Making the Wait Worthwhile: Experiments on the Effect of Queueing on Consumption

Date: 2018
Author: Sezer Ülkü, Chris Hydock, Shiliang Cui
Contributor: eb™ Research Team

Customers spend a significant amount of time waiting in lines, however, the effect of waiting in a line on consumption decisions is not known. Existing literature indicates waiting results in psychological costs such as boredom, frustration, and anxiety and unpleasant negative emotions and cognitions (Maister 1984; Larson 1987; Taylor 1994; Carmon and Kahneman 1995; Hui and Tse 1996; Brady and Cronin 2001; Dabholkar and Bagozzi 2002). However, a long stream of behavioral literature suggest that consumption decisions may be positively influenced by sunk (temporal) costs incurred when waiting in lines due to mental accounting of investments (Thaler 1985). In the queueing context, time invested waiting prior to making a consumption decision opens an account, and we anticipate consumers purchase more so as to be able to close the account with a more favorable balance. In order to explicitly attribute the effect of queueing on consumption decisions to the sunk-cost fallacy, we demonstrate that the effect is moderated by customers’ individual susceptibility to the sunk-cost fallacy.
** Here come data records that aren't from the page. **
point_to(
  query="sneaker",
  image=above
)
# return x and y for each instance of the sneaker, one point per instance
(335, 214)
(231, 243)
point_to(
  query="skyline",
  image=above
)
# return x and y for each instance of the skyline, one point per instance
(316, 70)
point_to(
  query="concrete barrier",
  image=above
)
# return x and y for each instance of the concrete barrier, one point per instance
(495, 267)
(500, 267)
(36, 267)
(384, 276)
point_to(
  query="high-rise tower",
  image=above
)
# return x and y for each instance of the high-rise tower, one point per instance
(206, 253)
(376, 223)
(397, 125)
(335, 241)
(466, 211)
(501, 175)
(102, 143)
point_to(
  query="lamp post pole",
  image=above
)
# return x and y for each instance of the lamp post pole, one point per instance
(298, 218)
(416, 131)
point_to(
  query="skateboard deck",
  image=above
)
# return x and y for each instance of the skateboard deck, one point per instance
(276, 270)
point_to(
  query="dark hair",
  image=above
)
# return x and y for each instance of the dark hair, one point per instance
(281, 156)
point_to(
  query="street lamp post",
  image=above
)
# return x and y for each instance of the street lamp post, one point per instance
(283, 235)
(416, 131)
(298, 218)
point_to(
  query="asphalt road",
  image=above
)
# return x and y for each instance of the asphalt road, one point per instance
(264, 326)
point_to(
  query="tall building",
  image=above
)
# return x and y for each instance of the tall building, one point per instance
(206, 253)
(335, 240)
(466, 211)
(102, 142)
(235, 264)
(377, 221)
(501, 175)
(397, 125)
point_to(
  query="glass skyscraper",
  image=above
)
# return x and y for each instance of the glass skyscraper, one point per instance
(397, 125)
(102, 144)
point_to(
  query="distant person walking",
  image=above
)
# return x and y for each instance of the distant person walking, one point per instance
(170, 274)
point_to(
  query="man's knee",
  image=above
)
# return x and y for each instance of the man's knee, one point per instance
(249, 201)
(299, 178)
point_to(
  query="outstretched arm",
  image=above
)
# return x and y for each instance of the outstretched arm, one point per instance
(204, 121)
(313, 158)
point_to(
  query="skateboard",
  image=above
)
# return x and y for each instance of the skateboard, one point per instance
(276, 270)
That is, we propose that individuals with greater susceptibility to the sunk-cost fallacy exhibit a greater positive effect of queueing on purchase decisions. Finally, we examine the moderating impact of operational levers which influence the waiting experience, and in turn consumers’ mental accounting. Because “the same quantity of time investment may have a different sunk cost impact in different settings, i.e., when the quality of the experience was different” (Soman 2001), we anticipate service improvements which increase satisfaction and reduce the perceived cost of waiting will moderate the relationship between waiting and consumption. In other words, service improvements decrease consumers perceived temporal investments (despite the same objective temporal investment), and as a consequence, consumers do not have to increase their consumption to close their mental account more favorably.